Q9
15 Marks

Part C (Q9): Define Community Work. Explain its primary objectives, nature and process in detail.

Expert Answer

Community Work is a broad professional term encompassing interventions aimed at helping communities identify their needs, mobilize resources, and take collective action to improve their overall well-being. It assumes communities have the inherent capacity to solve problems if properly facilitated.

Primary Objectives

  1. Capacity Building: Empowering individuals with the skills and confidence to lead local initiatives.
  2. Resource Mobilization: Tapping into local resources and linking the community with external funds or government schemes.
  3. Advocacy: Amplifying the community's voice to demand better services or policy changes.
  4. Conflict Resolution: Fostering social harmony by mediating internal disputes.

Nature of Community Work

  • Macro-Focused: Unlike casework, the "client" is the entire community.
  • Democratic and Participatory: It rejects top-down dictates. Solutions must be generated by the people themselves.
  • Process-Oriented: The process of people learning to work together (building competence) is often more important than the actual tangible outcome (like building a well).

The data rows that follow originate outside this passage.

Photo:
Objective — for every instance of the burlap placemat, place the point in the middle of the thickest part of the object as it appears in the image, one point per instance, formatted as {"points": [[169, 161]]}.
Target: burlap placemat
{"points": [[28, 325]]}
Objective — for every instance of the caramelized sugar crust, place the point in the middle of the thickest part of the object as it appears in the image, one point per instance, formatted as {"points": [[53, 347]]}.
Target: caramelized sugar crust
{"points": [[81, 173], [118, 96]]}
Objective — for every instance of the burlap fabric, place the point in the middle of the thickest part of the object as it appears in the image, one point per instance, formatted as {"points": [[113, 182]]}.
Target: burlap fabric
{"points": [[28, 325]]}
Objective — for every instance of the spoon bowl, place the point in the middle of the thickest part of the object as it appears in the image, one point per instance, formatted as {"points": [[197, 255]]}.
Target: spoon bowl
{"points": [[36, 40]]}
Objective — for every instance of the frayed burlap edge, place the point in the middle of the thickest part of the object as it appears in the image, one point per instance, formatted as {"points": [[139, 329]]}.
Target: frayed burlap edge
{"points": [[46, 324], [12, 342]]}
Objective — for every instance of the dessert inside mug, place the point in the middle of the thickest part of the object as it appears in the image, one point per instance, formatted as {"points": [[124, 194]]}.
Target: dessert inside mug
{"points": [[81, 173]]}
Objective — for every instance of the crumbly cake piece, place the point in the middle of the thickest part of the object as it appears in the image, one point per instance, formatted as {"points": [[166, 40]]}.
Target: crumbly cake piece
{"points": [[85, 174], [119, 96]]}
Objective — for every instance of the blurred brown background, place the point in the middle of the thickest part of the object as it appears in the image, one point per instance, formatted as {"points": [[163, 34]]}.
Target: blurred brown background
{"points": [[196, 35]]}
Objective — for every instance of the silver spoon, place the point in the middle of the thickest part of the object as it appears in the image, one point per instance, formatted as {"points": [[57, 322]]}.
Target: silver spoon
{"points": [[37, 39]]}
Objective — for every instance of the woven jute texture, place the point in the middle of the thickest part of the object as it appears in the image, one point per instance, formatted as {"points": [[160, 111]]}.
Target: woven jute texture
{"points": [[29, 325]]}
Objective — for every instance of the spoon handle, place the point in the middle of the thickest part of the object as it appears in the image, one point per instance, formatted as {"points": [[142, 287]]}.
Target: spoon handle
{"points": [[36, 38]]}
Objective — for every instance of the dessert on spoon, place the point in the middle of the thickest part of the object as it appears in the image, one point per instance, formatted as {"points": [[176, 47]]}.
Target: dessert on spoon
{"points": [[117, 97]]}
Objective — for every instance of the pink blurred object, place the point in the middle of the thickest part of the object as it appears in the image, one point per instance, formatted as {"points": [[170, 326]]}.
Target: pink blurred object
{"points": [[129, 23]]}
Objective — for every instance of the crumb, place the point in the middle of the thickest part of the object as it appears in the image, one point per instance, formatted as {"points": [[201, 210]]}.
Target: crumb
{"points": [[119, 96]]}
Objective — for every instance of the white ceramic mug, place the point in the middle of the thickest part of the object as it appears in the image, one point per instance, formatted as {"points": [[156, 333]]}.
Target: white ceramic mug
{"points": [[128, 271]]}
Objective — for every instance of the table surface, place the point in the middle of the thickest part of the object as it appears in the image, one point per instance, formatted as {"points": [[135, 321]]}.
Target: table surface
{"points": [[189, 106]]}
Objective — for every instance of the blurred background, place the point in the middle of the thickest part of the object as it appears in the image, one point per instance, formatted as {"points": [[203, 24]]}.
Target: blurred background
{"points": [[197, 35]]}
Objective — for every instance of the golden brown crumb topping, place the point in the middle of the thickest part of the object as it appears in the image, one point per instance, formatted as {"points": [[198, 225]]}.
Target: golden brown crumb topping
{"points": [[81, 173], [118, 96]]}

The Process of Community Work

  1. Exploration and Rapport Building: The worker enters the community, observing and establishing initial contact. The primary goal is to gain trust.
  2. Needs Assessment and Problem Identification: The worker helps the community systematically identify and prioritize its problems (e.g., discovering that unemployment is a bigger issue than sanitation).
  3. Goal Setting and Resource Identification: The community sets a specific, achievable goal and takes inventory of internal resources (volunteer labor) and external resources (NGO grants).
  4. Planning and Strategy Formulation: Developing a step-by-step action plan, forming committees, and delegating responsibilities.
  5. Mobilization and Execution: Translating the plan into action. The community executes the strategy, with the worker providing support.
  6. Evaluation: Assessing whether the goal was met and analyzing successes and failures.
  7. Consolidation and Termination: The community institutionalizes its newfound capacity (e.g., forming a permanent Resident Welfare Association). The worker gradually withdraws.